HuggingFace version does NOT use efficient MLA caching
As the title suggests, the version of this model provided in modelling_deepseek.py
does NOT make use of the efficient MLA caching mechanism pioneered by DeepSeek V2 and V3.
The relevant code is here: https://huggingface.co/deepseek-ai/DeepSeek-R1/blob/main/modeling_deepseek.py#L810
if past_key_value is not None:
cache_kwargs = {"sin": sin, "cos": cos} # Specific to RoPE models
key_states, value_states = past_key_value.update(
key_states, value_states, self.layer_idx, cache_kwargs
)
Notice that the full fat keys and values are cached after up-projection, rather than caching compressed_kv
(or self.kv_a_layernorm(compressed_kv)
) and k_pe
as is done in the native implementation in the DeepSeek repo.

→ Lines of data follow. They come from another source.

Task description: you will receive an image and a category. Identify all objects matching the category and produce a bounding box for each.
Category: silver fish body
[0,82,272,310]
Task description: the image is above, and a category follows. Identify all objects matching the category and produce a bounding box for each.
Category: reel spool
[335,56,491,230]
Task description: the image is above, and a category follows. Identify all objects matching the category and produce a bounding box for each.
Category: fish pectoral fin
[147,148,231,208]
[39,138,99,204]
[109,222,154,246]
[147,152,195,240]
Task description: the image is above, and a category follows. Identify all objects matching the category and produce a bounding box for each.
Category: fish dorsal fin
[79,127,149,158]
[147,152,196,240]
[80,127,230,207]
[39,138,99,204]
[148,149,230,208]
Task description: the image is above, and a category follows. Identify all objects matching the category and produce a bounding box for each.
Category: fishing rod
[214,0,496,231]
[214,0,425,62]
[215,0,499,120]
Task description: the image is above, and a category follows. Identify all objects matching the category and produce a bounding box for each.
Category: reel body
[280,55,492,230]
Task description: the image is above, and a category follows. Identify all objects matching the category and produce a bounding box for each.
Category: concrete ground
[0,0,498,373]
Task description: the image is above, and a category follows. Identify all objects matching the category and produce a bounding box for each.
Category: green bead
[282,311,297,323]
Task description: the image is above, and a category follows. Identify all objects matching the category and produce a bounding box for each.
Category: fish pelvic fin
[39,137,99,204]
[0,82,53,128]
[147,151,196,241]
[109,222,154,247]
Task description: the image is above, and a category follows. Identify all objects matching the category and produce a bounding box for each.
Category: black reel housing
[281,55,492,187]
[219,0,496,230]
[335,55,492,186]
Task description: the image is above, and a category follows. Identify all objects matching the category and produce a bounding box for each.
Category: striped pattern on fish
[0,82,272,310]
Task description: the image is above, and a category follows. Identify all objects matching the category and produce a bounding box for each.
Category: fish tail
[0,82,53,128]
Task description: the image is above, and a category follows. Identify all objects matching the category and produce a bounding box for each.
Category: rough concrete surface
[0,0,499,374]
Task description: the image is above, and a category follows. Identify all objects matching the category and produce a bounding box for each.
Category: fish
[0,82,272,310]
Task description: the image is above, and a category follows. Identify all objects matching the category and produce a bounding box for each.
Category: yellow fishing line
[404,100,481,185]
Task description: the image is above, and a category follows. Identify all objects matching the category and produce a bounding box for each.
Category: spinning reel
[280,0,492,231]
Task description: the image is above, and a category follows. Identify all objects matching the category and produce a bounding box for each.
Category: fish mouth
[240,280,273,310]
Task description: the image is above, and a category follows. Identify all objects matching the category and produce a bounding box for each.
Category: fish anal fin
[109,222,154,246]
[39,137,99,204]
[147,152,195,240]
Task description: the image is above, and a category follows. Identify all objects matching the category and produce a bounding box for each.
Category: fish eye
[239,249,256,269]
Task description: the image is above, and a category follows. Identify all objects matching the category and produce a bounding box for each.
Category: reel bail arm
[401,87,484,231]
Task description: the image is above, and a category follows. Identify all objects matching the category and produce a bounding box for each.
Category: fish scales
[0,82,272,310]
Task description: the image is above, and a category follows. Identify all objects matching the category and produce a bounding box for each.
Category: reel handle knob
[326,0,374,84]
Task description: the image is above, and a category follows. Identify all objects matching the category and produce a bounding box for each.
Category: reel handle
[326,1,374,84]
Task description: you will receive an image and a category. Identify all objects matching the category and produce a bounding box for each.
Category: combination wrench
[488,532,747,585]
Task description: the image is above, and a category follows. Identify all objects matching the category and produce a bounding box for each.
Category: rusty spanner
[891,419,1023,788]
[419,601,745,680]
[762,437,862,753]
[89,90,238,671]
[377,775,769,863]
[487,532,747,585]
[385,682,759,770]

I imagine this was done because of the way HF handles the Cache and the devs porting this for HF didn't want to deal with incompatibilities between typical MHA and MLA.
However, by storing k_pe
as the keys and compressed_kv
as the values we would be able to use efficient MLA caching AND support cache-managed rotary embeddings. Additionally, by fiddling with the config class we can 'trick' the special Cache variants -- like Static or Sink caches -- into pre-allocating the correct tensor shapes which would otherwise be incompatible with MLA.